After one more round of nausea passes without further incident, I pull myself up by the vanity counter, rinse my mouth out, wash my face, and brush my teeth.

I could collapse again. Sleep the rest of the day. Suffocate myself in his pillow, holding my breath until he comes back to me so I can tell him he’s the one. He’s always been the one. That maybe the reason I was born was for him.

So he could have one thing that was all his—that he would never have to share or doubt.

At ten-thirty, Fischer calls me.

“You okay?” I ask instead of hello.

“Barely,” he admits.

“Mm…you still at work?”

“Yeah.”

“Why do you have to stay so late? I had your show on, it ended a while ago.”

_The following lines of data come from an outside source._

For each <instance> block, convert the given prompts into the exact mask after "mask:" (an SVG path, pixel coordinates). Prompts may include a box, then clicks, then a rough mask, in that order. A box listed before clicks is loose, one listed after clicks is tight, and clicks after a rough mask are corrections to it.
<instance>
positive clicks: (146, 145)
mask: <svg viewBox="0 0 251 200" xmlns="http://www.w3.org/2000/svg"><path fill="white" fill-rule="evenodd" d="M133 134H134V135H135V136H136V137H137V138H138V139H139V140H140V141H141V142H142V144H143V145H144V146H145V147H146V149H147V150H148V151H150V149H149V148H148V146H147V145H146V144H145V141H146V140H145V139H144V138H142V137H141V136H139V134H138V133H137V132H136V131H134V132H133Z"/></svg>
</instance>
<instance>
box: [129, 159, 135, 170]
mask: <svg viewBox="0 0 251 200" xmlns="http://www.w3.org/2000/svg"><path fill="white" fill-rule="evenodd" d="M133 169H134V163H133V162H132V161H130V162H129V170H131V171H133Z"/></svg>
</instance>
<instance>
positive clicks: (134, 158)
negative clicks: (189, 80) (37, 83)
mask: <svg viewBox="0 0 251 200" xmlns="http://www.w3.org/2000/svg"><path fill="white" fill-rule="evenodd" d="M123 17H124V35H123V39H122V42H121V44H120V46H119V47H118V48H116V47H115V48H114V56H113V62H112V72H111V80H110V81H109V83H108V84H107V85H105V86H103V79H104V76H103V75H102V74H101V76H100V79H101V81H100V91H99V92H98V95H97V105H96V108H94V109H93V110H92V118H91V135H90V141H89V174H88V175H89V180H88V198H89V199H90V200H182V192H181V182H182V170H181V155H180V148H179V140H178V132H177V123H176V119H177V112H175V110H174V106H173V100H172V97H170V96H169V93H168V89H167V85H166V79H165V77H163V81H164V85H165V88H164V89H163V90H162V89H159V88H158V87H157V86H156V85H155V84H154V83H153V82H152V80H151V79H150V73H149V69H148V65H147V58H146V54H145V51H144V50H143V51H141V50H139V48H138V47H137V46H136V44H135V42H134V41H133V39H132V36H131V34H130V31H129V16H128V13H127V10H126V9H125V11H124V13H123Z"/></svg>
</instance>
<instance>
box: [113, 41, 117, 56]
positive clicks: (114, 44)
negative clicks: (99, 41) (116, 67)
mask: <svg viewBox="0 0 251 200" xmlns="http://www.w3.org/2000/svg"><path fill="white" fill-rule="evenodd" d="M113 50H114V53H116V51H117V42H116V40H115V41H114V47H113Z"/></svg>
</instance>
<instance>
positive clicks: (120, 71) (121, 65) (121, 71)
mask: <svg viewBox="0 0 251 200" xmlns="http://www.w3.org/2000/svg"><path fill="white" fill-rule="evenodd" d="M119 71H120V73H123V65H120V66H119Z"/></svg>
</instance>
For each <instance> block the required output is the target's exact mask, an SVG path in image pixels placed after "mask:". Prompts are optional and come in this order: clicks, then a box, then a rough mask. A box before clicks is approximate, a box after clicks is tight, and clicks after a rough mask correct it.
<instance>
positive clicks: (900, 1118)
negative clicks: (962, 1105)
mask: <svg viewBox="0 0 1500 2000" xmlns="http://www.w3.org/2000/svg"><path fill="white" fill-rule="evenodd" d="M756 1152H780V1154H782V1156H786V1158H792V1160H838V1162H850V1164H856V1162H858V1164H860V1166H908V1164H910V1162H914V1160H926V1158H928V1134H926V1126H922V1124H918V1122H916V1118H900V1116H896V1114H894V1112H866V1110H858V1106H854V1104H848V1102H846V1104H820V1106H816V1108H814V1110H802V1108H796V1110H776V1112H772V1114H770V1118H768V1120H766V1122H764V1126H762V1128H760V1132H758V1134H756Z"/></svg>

“You were watching?” He sounds surprised.

“On mute.”

“Why watch then?”

I run a hand through my hair and lean back in my chair. “‘Cause you’re hot in a suit.”

“Are you busy?” he asks.

“I’m expecting two more dogs in the next few minutes, but most of them have been out to do their business already. Answer my question. Why don’t you get to leave after the show?”

“There’s actually more to this job than being hot and articulate in a suit, you know?”

“No. I don’t. You should tell me more about it sometime.”

“Like when?”

“Whenever you want to,” I say. “You can tell me all about what it’s like to be a newsman while I warm your cock in my mouth. How’s that sound?”

He clears his throat. “Would you be paying attention?”